Da Folha, edição de hoje, apanho o seguinte excerto, do editorial “A maior tragédia”.

“..Mas a expressão “causas naturais” é enganosa quando se fala em acontecimentos deste tipo. Se a violência das chuvas foi excepcional, não se deve a nenhum fenômeno atmosférico o fato de que encostas tenham sido ocupadas descontroladamente -a exemplo, aliás, do que acontece em muitas outras cidades do país.

Não depende da meteorologia a ausência de mapeamento adequado das áreas de risco. Não constitui, por fim, culpa de são Pedro (para usar o clichê das autoridades nesta época do ano) que menos da metade das verbas federais para prevenção de desastres tenha sido aplicada em 2010.
Segundo o Ministério das Cidades, de 99 municípios com histórico de tragédias apenas 45 apresentaram projeto que os habilitasse a receber dinheiro para obras de prevenção. Isso não justifica desvios políticos do governo federal, como os praticados pelo ex-ministro da Integração Nacional Geddel Vieira, que destinou metade das verbas a seu Estado, a Bahia, em 2009. Tampouco explica os atrasos ou a retenção de recursos -já escassos- prometidos quando ocorrem os desastres.
Não se trata apenas de incompetência técnica nem de falta de recursos. Por motivos políticos, autoridades nas mais diversas regiões do país não se dispõem a pagar o preço de remover os habitantes das áreas ameaçadas. Facilitaram, muitas vezes, a sua ocupação, criando redutos eleitorais em terrenos predestinados à tragédia.

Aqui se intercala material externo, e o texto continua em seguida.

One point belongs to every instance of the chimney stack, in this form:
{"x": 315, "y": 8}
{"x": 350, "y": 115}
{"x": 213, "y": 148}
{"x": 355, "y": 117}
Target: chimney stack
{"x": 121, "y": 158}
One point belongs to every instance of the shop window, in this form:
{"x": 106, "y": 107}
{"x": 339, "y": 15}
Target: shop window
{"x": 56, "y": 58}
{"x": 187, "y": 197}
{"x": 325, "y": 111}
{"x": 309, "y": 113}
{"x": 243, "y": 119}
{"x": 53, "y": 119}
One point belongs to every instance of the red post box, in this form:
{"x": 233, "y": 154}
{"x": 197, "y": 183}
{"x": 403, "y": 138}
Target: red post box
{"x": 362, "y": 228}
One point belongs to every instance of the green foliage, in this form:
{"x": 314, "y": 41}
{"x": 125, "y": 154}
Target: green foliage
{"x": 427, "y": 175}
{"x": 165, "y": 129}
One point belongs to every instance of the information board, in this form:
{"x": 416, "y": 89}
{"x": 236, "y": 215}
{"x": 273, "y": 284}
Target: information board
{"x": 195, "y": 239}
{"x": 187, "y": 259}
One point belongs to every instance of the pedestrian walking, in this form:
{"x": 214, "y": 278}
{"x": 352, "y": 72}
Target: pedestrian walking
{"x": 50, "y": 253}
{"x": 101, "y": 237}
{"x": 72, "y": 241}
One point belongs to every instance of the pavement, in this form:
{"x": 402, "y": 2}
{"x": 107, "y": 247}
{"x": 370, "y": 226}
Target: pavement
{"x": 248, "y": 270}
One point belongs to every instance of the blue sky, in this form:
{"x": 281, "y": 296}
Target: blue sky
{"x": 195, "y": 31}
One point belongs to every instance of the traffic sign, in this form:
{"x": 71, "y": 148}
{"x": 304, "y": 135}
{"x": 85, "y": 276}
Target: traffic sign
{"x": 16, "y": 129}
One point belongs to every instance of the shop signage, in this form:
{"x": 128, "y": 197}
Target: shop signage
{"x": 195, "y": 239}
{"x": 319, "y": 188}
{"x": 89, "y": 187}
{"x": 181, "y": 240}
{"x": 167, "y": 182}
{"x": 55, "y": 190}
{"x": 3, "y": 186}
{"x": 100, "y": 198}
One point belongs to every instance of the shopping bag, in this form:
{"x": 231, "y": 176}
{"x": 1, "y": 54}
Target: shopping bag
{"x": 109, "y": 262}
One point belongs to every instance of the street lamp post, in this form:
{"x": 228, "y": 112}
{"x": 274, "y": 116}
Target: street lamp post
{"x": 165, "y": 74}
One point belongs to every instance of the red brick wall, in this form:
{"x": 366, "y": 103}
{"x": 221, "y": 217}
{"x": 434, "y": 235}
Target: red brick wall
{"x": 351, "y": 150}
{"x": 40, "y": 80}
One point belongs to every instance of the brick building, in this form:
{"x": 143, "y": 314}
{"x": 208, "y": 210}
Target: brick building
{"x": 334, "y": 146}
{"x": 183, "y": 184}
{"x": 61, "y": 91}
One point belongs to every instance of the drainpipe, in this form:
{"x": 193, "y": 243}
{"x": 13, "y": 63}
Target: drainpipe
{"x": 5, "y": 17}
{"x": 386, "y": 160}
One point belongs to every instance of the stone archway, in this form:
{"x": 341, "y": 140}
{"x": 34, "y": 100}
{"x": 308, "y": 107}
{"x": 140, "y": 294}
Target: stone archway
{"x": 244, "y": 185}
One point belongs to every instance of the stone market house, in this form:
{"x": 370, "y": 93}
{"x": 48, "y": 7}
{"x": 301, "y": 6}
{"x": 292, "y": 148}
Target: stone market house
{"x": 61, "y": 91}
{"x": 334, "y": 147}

Ignoraram normas de edificação, consideraram dispensáveis os cuidados com a cobertura florestal e com a impermeabilização do solo.
Soluções técnicas podem ser diferentes, no vale do Itajaí (SC) ou na região metropolitana de São Paulo, em Pernambuco ou no Rio de Janeiro. Igual, entretanto, em toda parte, parece ser a omissão das autoridades -que só pode ser chamada de criminosa, quando suas vítimas, mais uma vez, se contam às centenas nestes dias.”

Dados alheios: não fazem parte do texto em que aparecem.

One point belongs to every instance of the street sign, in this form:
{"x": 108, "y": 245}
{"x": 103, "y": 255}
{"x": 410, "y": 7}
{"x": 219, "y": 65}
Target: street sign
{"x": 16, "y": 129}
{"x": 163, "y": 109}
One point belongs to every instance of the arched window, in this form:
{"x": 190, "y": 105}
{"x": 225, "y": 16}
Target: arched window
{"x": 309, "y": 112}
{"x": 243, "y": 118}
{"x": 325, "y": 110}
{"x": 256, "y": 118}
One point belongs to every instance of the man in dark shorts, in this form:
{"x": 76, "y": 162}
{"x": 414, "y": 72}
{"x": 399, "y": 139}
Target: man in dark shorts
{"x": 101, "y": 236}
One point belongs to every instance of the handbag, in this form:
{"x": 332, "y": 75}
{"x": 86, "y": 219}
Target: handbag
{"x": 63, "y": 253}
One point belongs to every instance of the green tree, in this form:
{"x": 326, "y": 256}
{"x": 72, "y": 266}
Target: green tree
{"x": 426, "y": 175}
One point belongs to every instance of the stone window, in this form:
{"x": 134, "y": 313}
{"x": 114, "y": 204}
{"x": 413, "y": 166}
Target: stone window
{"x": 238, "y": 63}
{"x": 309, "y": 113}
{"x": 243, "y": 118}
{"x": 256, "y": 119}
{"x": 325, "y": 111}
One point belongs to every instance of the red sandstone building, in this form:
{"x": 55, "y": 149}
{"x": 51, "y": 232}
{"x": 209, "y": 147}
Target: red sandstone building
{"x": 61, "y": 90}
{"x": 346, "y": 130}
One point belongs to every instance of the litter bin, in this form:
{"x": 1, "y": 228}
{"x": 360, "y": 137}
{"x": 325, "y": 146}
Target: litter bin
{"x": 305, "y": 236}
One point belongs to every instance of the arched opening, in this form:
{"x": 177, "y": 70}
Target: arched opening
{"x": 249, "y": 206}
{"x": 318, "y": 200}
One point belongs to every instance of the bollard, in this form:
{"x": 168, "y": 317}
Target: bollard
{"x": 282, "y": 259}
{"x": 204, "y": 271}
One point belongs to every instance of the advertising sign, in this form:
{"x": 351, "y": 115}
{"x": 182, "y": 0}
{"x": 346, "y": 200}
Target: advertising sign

Um dado preliminar confirma a conclusão do editorial  do jornal o  Estado de São Paulo: a reconstrução de Teresópolis custará R$ 590 milhões. Com esse dinheiro dava, sim, para construir muitas moradias populares  para retirar as pessoas humildes das encostas do morros.

Claro que só a ação das autoridades não evitaria o desastre. Mas, com certeza, minimizaria o número de mortes.

A verdade é que, passado o clamor, as autoridades ( rectius: políticos) voltam a situação de antes, ou seja,  voltarão a cuidar dos seus próprios interesses e nada farão, até que sobrevenha mais uma tragédia.

É claro que há, sim, exceções. Mas elas existem só para confirmar a regra.